Released: 2008, Vice Books
This is one of my favorite Metal related photo books of the dozen or so photo books in my collection. When I say photo books, I mean primarily art, album covers, and/or photography collected in book form. TRUE NORWEGIAN BLACK METAL is an enormous coffee table book featuring photos of…well, I’m sure you can figure it out.
Hard bound and oversized, this monster collection is probably the largest book in my library. At about 185 pages, each page is a giant, glossy plate on high quality paper, documenting Beste’s photo-study of the genre. This mammoth project was eight years in the making and documents in painstaking photo-journalistic detail, many aspects of the genre we know and love, and love to hate.
The book has a quite unique layout in the sense that there is no real linear composition or sequencing. There are some photos, some quotes then an introduction by Peter and Jon Kristiansen, then more photos, then a written two- pages overview of the genre, a time-line, more photos etc. It doesn’t really flow in my opinion but that is the ONLY complaint I have about this magnificent collection.
The intro and overview are written, as mentioned, by Kristiansen, founder of the legendary Slayer fanzine. The time-line is a very detailed, 3-page fold out which captures all of the key points, significant events, dates and so on.

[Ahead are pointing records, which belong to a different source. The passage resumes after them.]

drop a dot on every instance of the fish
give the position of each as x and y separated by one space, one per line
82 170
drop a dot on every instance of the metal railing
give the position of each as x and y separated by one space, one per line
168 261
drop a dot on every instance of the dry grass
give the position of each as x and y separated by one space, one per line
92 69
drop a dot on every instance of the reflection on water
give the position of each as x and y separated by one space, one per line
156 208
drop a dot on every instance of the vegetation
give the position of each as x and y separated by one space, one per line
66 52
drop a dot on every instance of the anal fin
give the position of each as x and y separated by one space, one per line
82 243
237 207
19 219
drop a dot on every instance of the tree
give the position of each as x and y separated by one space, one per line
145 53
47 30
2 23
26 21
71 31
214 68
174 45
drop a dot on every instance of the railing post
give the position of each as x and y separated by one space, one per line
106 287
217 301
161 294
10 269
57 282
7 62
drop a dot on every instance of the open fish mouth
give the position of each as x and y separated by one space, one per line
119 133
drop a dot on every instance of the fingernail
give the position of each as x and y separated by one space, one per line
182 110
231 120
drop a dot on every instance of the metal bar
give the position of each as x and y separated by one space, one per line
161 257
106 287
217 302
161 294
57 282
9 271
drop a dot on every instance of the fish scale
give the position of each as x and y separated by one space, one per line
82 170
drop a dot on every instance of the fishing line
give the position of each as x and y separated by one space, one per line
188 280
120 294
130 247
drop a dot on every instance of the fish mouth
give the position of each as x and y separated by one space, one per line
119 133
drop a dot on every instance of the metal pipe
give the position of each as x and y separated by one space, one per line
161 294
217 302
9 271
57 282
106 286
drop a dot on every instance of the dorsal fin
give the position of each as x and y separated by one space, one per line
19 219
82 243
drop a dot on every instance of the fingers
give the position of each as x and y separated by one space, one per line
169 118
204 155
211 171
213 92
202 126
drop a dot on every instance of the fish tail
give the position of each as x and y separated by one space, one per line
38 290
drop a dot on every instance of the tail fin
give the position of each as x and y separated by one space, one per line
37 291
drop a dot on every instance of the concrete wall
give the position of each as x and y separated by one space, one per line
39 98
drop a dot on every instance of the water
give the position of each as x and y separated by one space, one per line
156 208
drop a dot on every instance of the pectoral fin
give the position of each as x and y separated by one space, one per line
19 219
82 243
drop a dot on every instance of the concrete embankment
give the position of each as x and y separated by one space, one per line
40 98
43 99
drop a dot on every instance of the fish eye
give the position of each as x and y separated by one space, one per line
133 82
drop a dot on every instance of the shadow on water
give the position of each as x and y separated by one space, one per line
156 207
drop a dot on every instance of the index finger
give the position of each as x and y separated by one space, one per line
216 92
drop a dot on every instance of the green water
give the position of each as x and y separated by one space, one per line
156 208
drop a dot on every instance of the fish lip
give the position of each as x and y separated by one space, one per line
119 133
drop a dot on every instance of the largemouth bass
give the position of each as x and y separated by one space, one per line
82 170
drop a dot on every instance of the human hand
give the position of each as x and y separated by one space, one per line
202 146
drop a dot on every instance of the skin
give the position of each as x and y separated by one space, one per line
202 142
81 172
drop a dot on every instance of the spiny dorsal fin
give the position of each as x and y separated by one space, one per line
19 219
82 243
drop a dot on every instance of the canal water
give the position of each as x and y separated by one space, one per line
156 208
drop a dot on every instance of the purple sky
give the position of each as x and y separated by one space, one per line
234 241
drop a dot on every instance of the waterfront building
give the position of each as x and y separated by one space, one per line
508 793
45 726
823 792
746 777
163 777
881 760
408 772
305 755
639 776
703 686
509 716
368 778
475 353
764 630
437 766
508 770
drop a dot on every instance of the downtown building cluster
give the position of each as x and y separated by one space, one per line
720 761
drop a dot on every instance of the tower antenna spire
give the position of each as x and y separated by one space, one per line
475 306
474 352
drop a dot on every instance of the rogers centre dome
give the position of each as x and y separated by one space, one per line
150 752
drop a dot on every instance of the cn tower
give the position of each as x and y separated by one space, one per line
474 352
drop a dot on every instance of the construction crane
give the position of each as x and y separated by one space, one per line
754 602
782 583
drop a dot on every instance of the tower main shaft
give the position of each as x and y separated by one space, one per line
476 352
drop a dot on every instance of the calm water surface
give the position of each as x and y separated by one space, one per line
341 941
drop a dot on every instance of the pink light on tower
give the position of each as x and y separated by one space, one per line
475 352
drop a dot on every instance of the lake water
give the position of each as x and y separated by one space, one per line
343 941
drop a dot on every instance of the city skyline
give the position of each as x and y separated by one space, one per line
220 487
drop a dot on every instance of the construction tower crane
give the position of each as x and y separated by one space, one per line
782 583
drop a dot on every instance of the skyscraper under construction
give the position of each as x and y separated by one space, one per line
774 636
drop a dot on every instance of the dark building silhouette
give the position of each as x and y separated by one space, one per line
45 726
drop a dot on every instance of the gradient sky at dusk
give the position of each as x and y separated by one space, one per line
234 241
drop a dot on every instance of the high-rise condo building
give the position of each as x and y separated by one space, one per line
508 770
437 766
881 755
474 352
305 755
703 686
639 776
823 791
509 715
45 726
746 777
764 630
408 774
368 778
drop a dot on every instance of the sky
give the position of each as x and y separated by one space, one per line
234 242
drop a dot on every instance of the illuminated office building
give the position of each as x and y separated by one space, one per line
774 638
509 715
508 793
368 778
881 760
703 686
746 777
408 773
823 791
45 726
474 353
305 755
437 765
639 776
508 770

Beste’s work covers a wide range of subjects. There are shots of live gigs, pre and post gig shots, and there are several shots of fans as well. There are quite a few nature shots, which might seem surprising at first, but these photos truly serve to capture the stark environment which many of these artists drew inspiration, both spiritually and lyrically. Many of the shots in and around the homes of the fans and musicians show how spartan their lifestyles are. It seems that Gaahl of Gorgoroth for example lives in what could be best described as a shack or cabin in the middle of nowhere, just like a hermit.
The shots of people in corpse-paint in urban settings, provide a visually arresting contrast to the mundane surroundings. Some of the shots are very striking, the sparse, but effective use of colour contrasting well with the predominantly black and white corpse-paint. Some of the candid shots could be deemed unnerving, such as the photo of Nattefrost, apparently drunk/passed out in the bathtub, but the photos do represent the human condition. Some of the photos are quite intense and the lens does not shy away from capturing some of the darker aspects of the subjects.
At the end of the formal photo essay section there another 30 pages of fascinating material. There are pictures of flyers, a Helvete catalogue, covers from Slayer ‘zine, personal letters and writings from various musicians such as Euronymous, magazine articles and a reproduction of the infamous Kerrang BM feature of March 1993. These all add remarkable insight into the inner working of the scene.
TNBM is a visually stunning, pioneering work combined and presented in an extremely high quality presentation and package. A (black) crowning achievement.